Since Greece signed its first bailout deal with its creditors three-and-a-half years ago, the recipe for the country’s economic recovery has not been altered despite numerous admissions that it is flawed and, more importantly, despite the widely held belief that it has simply failed to revive the Greek economy, which is not just flailing but actually doing much worse than expected.
The fact is that the recipe cooked up by the International Monetary Fund, the European Commission and the European Central Bank does not include any ingredients that will drastically boost demand, or generate a demand shock, to use the economic term. The internal devaluation and the structural changes, especially those concerning market deregulation, were aimed at boosting exports and competitiveness, and therefore increasing demand. On a practical level, however, we have not seen much improvement in those areas and have instead experienced a protracted recession and a massive spike in unemployment.

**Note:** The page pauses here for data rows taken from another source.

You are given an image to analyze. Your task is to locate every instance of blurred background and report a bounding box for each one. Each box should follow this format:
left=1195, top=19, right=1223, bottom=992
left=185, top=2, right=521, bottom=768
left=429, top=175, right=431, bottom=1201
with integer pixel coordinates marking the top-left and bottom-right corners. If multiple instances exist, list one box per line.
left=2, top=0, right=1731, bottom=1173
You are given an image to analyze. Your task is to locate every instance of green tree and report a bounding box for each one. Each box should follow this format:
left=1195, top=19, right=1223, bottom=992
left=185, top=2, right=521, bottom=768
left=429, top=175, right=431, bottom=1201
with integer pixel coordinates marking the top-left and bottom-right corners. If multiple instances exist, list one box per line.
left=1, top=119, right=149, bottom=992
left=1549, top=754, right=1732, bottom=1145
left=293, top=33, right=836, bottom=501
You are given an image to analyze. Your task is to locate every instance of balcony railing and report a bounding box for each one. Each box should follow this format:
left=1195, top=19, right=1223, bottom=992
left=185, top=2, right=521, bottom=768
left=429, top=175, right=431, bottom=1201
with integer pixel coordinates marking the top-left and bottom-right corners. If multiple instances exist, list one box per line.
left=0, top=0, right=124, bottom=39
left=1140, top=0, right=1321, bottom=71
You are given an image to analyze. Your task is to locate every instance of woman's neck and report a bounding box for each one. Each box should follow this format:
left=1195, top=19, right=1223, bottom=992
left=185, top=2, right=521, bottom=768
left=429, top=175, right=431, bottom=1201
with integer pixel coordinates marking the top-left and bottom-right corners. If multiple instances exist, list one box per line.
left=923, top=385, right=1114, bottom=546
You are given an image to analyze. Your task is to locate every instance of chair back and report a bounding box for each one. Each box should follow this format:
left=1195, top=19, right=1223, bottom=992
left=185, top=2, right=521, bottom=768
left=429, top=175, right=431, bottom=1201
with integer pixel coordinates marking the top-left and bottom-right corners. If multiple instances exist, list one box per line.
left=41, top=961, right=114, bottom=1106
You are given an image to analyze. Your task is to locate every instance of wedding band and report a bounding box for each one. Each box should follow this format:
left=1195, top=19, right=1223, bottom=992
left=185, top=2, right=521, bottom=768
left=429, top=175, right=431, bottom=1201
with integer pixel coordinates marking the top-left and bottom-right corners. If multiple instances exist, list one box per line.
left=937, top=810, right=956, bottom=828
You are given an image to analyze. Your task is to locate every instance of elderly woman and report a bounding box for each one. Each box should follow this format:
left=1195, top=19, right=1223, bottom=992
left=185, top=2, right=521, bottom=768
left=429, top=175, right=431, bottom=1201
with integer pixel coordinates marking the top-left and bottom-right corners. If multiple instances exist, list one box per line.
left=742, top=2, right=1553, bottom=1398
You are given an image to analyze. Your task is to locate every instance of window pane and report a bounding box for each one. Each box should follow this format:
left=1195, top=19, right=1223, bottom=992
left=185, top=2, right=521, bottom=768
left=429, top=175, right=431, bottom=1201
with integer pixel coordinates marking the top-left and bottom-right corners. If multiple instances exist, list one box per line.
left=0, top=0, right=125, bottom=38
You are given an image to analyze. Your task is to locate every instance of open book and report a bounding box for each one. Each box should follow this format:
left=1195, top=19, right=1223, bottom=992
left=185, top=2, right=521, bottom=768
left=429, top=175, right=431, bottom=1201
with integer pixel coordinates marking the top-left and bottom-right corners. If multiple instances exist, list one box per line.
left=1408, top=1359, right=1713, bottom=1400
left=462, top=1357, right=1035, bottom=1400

Why? The simple answer that the creditors like to provide is that the reforms were not implemented by Athens as and when they should have been. This is true, but only partially. Greece has implemented some sweeping reforms, but the problem lies in the fact that none of them has been specifically targeted at boosting demand by jump-starting the economy’s growth, nor have they been designed to protect the weaker members of society who have borne the brunt of the crisis. In contrast, the prevalent philosophy has been one restricted to austerity measures in all areas and deregulation. Even the debt haircut came too late, which seriously undermined its efficacy. The IMF itself has admitted as much recently and now, based on the Greek experience, it is redesigning the way it helps countries dealing with similar crises.
Of course, the failure to increase demand to the needed levels cannot be attributed exclusively to errors in the design and prevailing philosophy of the Greek rescue program. It is also due to the reluctance of banks and funds to invest in the real economy. Instead, they have opted for the safer route of government bonds and seeking out long-term gains. This is a fact that the ECB has also pointed out as it sees that the liquidity it has provided has not trickled down to households and businesses in order to help them rally. It is now looking for way to compel banks to modify their stance and become more forthcoming with providing businesses with a lifeline. A similar effort is under way in the UK, where the Bank of England is looking for ways to divert liquidity from the real estate bubble into small and medium-sized enterprises.
In Greece, which is continuing to come apart at the seams, funding for small businesses and households, the cornerstone of policy to boost demand, is simply nonexistent. Instead, businesses and individuals are having to draw on what few savings they have left just to keep up with their tax commitments.